Statements by The Family:
Manson's autobiography ("Manson in His Own Words") fails to mention The Process though he speaks and admits to many other less-than-popularly-acceptable situations including the Spiral Staircase. Note that Nikolas Schreck ("The Manson File") reveals a rumor that deGrimston also spent time at the Spiral Staircase along with the claim that Manson sent Bruce Davis to visit Process headquarters in London. On the contrary, Bugliosi states Davis was working in Scientology's London headquarters.
Susan Atkins autobiography ("Child of Satan, Child of God") admits to her involvement with the Church of Satan founder, Anton LaVey, but makes no mention of The Process.
An interview with Tex Watson, on his website, states that he never heard Manson mention The Process. He offers the possibility that Manson encountered the group in prison prior to his March 1967 release. Due to the chronology of the group, this seems extremely unlikely. The Process had probably not even been to the United States, let alone spread far enough to be active in American prisons. While various prison documents show Manson had an interest in Scientology in the early 1960s, they make no mention of him expressing an interest in The Process.

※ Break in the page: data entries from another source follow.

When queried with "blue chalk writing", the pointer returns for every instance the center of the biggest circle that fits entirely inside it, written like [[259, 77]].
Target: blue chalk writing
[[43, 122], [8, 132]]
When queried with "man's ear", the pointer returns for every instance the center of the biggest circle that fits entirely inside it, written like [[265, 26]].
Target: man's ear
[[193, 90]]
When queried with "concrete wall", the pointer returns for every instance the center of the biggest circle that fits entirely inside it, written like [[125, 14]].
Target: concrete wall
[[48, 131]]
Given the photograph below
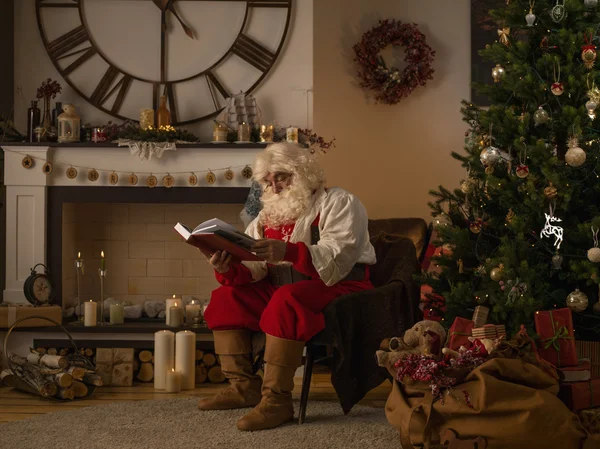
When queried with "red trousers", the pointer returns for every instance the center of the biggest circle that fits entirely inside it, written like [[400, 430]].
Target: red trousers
[[293, 311]]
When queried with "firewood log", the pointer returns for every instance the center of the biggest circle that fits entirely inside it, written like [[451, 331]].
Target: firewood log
[[209, 359], [76, 372], [63, 380], [215, 374], [79, 389], [146, 373], [201, 373], [145, 356], [65, 393], [93, 379]]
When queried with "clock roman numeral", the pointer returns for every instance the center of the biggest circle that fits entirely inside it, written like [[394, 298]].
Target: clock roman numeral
[[253, 53], [103, 91], [214, 83], [61, 45]]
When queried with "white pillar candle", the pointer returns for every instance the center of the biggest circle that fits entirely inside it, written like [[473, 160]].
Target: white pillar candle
[[191, 311], [164, 355], [168, 304], [90, 313], [185, 358], [173, 381]]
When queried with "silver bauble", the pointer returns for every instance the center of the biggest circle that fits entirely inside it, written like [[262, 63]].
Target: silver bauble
[[594, 255], [489, 156], [575, 157], [577, 301], [541, 116]]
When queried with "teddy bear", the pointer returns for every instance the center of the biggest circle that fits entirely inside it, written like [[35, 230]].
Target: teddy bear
[[424, 338]]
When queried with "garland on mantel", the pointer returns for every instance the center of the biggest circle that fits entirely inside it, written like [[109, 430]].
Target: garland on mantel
[[132, 178]]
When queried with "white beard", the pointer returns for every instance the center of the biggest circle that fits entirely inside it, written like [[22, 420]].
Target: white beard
[[286, 207]]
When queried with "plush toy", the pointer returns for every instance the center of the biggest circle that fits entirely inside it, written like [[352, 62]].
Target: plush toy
[[424, 338]]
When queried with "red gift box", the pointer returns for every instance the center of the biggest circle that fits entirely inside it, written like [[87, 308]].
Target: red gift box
[[581, 395], [557, 343], [459, 333]]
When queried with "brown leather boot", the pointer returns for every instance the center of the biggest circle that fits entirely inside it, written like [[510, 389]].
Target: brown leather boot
[[234, 348], [282, 358]]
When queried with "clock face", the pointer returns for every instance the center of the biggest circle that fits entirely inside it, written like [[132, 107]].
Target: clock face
[[122, 55]]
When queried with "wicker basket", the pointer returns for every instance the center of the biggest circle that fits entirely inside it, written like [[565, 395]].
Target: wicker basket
[[76, 359]]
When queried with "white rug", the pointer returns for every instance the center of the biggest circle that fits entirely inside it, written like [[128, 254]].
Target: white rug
[[178, 424]]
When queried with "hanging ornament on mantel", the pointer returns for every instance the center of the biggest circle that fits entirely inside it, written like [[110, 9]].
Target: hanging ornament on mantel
[[132, 179], [71, 172], [93, 175], [27, 162], [210, 177], [594, 253]]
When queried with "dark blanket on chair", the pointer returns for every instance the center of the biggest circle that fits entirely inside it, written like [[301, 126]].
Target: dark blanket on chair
[[357, 323]]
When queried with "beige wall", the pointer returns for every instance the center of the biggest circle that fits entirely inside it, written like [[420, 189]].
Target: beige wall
[[390, 156]]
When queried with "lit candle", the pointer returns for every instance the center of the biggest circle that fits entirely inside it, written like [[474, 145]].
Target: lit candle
[[185, 358], [90, 313], [164, 357], [191, 311], [173, 382]]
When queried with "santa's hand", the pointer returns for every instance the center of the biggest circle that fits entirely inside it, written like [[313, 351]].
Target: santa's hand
[[271, 250]]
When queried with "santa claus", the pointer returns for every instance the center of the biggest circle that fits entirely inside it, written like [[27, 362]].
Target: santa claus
[[315, 245]]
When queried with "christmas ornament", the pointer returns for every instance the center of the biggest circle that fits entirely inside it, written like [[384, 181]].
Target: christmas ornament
[[577, 301], [558, 12], [503, 34], [575, 156], [47, 168], [557, 261], [27, 162], [168, 181], [594, 253], [71, 173], [550, 229], [247, 172], [497, 273], [151, 181], [489, 156], [132, 179], [550, 191], [530, 18], [498, 73], [541, 116], [588, 52]]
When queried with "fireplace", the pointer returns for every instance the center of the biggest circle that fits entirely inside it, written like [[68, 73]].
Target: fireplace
[[49, 218]]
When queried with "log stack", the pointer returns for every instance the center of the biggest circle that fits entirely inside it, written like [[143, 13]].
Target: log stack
[[50, 375]]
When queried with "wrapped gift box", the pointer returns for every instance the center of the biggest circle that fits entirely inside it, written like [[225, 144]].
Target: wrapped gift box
[[557, 342], [581, 395], [591, 420], [9, 314], [115, 366]]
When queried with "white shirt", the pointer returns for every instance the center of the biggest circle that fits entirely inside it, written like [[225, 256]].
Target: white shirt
[[344, 236]]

As previously mentioned, Paul Watkins' book makes no mention of The Process.
Many works on Manson have little original research and simply repeat the same stories over and over. For example, Maury Terry ("The Ultimate Evil") largely drew from Sanders legally-defeated material. It probably should be mentioned that Terry did so only after The Process had disbanded. The Process connection has been oft repeated but never proven. The Manson legend/myth has flourished in the media and he's everyone's favorite icon for evil. An out-of-the-ordinary cult connection is just the sort of material every tabloid dreams of. So, the story has grown and been repeated but not a single person has ever come forward to cash in with an eye-witness account. Plus, the chronology of events essentially rules out the possibility of a San Francisco meeting.
Robert deGrimston is now a business consultant in New York. MaryAnne's branch of The Process went on to found The Best Friends Animal Society which is one of the world's best known animal sanctuaries. She now lives at the group's sanctuary in Utah with her husband Gabriel DePeyer. The group raised nearly $20 million in 2003 alone.